Il serait intéressant que les médias creusent le sujet suivant : pourquoi après 20 ans d’existence, l’ALENA (1) n’a pas porté ce genre de chantier là où l’Union européenne finance des grands projets pour l’Europe (trains à grande vitesse, autoroutes, etc.) et où ses grands groupes voire certains de ses États risquent de mettre la main à la poche pour refaire une santé au canal de Panama ? L’abstention des États-Unis dans les travaux d’agrandissement du canal de Panama est d’autant plus étonnante que ce sont eux qui ont organisé la sécession du Panama de la Colombie en 1903 pour pouvoir faire le canal. Pourquoi les États-Unis n’ont-ils pas lancé et financé le canal du Nicaragua, dont les projets remontent à 1826 ? « Ils y avaient renoncé à cause du risque sismique et volcanique, mais il ressort régulièrement des cartons (canal sec ou vrai canal, telle est la question). Le problème est d’autant plus compliqué que les Anglais avaient imposé un partage inéquitable du rio San Juan (la souveraineté du Nicaragua s’étend sur les deux rives et ne passe pas au milieu du fleuve) afin de s’assurer du contrôle total du trafic », estime Alain Musset (2).

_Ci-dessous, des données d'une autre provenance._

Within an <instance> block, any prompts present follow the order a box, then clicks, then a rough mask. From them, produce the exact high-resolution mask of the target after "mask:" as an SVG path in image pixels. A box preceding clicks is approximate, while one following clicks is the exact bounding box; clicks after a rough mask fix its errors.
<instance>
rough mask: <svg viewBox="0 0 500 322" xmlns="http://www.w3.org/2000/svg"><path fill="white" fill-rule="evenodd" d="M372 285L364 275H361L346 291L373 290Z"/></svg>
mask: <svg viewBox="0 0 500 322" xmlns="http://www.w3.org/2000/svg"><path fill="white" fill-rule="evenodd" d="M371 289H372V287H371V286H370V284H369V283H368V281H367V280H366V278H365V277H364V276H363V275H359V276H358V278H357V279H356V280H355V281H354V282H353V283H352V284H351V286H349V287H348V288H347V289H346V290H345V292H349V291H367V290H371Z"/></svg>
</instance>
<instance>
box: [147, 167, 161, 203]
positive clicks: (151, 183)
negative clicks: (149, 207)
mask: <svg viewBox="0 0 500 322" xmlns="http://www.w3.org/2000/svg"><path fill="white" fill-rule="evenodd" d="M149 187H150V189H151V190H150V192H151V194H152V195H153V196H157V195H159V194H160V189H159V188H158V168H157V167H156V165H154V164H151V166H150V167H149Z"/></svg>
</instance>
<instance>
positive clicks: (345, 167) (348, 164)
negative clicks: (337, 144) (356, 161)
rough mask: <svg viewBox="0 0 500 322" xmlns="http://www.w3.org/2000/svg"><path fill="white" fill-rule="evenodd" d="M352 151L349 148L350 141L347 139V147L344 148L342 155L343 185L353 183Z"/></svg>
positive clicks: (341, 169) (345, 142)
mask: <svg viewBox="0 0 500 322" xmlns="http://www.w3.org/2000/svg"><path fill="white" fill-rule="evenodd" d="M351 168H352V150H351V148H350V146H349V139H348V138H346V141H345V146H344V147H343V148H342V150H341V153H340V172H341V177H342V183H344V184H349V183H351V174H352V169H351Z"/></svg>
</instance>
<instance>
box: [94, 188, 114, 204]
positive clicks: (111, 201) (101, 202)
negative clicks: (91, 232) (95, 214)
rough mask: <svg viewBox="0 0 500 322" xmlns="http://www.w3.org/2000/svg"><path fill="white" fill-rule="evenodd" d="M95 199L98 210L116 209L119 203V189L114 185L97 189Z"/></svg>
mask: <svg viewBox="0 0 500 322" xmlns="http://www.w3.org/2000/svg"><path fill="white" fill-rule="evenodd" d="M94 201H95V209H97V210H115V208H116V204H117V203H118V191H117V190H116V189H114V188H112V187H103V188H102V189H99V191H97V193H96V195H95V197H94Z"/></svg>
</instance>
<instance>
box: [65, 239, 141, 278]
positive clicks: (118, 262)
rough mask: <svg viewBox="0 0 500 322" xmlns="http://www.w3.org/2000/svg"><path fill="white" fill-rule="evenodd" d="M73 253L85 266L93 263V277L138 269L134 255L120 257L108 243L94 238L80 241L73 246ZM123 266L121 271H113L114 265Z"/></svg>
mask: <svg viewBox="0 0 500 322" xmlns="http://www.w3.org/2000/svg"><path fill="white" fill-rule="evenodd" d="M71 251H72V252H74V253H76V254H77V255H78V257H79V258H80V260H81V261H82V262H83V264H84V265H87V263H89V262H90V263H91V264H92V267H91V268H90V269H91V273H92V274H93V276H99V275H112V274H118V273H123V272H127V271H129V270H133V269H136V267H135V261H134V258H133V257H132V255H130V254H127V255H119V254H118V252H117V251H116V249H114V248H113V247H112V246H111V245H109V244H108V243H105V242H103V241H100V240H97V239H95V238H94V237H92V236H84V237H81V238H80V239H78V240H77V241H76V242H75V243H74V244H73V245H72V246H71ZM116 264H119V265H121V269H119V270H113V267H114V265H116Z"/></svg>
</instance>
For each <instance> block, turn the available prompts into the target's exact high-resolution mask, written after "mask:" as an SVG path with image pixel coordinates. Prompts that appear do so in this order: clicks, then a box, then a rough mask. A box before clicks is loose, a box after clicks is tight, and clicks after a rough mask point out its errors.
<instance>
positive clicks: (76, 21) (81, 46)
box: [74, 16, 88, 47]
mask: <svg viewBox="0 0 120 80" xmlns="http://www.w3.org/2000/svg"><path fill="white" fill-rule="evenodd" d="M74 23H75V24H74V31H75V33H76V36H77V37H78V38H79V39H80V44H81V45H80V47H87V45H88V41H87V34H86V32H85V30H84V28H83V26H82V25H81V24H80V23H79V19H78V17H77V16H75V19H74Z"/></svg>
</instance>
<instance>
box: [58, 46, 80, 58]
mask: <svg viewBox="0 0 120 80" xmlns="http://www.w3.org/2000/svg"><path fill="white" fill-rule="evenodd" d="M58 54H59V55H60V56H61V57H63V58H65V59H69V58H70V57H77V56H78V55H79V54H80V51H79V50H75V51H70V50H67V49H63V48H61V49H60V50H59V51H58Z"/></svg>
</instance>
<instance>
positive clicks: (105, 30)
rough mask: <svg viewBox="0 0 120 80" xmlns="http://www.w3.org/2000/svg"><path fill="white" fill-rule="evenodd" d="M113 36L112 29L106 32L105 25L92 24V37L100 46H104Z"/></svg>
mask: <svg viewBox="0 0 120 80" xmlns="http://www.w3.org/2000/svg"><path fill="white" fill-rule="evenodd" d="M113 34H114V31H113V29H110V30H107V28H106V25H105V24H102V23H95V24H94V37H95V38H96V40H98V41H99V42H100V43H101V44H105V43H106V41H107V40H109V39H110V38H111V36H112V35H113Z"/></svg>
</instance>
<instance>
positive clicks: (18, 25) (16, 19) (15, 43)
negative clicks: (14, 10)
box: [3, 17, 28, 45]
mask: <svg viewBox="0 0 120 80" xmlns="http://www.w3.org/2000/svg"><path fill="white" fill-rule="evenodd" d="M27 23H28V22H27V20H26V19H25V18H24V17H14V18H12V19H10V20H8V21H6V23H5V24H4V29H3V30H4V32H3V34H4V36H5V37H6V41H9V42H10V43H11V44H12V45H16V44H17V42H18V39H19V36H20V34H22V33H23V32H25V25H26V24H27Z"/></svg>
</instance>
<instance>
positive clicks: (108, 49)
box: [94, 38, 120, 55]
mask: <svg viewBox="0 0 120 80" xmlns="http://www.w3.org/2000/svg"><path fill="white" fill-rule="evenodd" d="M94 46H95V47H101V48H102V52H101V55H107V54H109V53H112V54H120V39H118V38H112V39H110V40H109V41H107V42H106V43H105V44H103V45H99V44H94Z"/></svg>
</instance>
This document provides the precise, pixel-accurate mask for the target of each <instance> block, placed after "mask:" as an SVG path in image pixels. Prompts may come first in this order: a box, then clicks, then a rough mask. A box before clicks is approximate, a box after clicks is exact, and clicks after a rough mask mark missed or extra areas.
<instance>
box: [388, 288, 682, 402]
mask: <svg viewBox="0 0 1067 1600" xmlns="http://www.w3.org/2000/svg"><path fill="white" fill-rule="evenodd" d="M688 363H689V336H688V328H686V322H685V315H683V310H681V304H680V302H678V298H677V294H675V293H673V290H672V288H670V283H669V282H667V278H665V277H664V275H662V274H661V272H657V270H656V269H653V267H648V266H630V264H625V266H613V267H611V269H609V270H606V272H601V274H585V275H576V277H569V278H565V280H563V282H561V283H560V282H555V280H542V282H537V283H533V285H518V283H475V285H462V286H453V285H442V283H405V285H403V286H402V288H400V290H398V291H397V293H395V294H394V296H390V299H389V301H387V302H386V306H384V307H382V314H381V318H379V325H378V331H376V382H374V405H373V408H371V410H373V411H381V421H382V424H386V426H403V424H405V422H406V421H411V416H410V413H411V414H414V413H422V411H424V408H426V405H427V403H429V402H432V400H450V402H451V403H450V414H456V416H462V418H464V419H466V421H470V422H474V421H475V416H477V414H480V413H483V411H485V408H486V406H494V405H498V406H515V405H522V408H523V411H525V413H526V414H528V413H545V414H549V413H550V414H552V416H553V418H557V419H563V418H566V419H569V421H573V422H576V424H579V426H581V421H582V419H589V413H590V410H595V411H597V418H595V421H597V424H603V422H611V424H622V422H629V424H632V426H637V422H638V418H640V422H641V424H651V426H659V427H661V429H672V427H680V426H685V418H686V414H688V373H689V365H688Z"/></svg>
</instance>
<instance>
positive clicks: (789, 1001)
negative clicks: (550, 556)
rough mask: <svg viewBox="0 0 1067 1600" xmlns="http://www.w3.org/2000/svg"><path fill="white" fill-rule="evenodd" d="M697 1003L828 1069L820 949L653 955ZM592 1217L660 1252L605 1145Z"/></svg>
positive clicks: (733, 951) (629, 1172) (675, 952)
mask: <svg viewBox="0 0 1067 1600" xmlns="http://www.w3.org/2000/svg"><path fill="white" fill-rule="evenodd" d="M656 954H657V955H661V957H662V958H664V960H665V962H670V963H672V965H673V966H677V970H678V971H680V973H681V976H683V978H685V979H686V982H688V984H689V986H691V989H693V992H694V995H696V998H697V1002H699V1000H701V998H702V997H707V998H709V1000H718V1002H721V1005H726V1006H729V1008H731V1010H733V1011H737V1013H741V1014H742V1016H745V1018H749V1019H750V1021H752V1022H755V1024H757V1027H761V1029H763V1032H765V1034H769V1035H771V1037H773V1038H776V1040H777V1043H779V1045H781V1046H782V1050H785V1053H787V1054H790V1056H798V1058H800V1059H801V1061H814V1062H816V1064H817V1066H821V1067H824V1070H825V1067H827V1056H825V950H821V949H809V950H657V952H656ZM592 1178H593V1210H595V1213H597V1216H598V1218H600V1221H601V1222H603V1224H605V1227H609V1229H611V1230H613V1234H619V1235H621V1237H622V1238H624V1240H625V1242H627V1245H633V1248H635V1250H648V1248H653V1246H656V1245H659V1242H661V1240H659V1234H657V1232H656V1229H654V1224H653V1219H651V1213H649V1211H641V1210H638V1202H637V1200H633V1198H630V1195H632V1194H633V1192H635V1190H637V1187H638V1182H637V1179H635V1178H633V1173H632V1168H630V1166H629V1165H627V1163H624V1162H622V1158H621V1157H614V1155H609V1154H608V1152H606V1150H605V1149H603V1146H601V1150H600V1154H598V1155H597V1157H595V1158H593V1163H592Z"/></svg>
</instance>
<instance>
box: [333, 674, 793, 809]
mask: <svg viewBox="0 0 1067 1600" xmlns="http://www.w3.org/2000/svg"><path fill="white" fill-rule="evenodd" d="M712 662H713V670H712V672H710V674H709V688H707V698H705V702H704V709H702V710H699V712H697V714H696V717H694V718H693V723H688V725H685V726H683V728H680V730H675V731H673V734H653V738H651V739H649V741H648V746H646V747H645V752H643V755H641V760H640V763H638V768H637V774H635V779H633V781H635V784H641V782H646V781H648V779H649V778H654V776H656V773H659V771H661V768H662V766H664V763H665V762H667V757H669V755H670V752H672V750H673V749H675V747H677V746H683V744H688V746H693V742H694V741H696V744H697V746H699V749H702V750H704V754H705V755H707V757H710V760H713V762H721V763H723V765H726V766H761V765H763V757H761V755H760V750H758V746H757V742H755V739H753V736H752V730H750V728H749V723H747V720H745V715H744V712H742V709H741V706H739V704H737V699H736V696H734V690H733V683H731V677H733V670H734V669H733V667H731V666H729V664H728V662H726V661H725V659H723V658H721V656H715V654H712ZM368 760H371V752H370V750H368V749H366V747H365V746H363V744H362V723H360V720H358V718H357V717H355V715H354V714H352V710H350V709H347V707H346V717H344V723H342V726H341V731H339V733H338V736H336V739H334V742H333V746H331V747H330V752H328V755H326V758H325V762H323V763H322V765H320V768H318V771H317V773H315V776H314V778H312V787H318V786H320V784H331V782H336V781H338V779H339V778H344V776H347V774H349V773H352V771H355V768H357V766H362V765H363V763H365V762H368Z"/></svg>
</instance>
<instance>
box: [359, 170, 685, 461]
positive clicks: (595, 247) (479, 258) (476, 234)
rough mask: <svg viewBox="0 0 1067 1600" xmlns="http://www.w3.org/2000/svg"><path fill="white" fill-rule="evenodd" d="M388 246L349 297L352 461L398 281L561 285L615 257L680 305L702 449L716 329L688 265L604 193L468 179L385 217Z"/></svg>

D’ailleurs, la liste est longue des contentieux en cours entre le Nicaragua et le Costa Rica auprès de la Cour de Internationale justice concernant cette frontière, le dossier le plus récent ayant été déposé mi-décembre 2013. Toujours est-il que le canal au Nicaragua était un projet utile à Washington, car il raccourcissait d’abord la distance New-York – San Francisco. Ce sont les Chinois qui exécutent et gèreront pour cinquante ans un projet historique des États-Unis (et antérieur à celui de Panama), voilà peut être un angle d’approche complémentaire à cette affaire.
Sophie Clairet
Image du haut : Extrait d’un emprunt obligataire de la Compagnie universelle du canal interocéanique de Panama, créée par Ferdinand de Lesseps. La liquidation en 1889 de la société, suite au scandale, ruina 85000 souscripteurs. Image Wikipedia
Notes
(1) L’ALENA après 20 ans d’existence ne s’est pas étendu au-delà du Mexique au sud, il est battu en brèche par le MERCOSUR et s’arrête plus au nord que ces canaux. Son successeur annoncé, la Zone de Libre-Échange des Amériques (ZLÉA) supposée inclure toute l’Amérique à part Cuba et quelques territoires européens, peine à avancer au-delà d’un accord de libre-échange avec quelques États d’Amérique centrale – dont le Nicaragua d’ailleurs.
(2) Propos recueillis lors d’un échange sur cet article, qui dans sa première version ne mentionnait pas le rôle de l’Angleterre.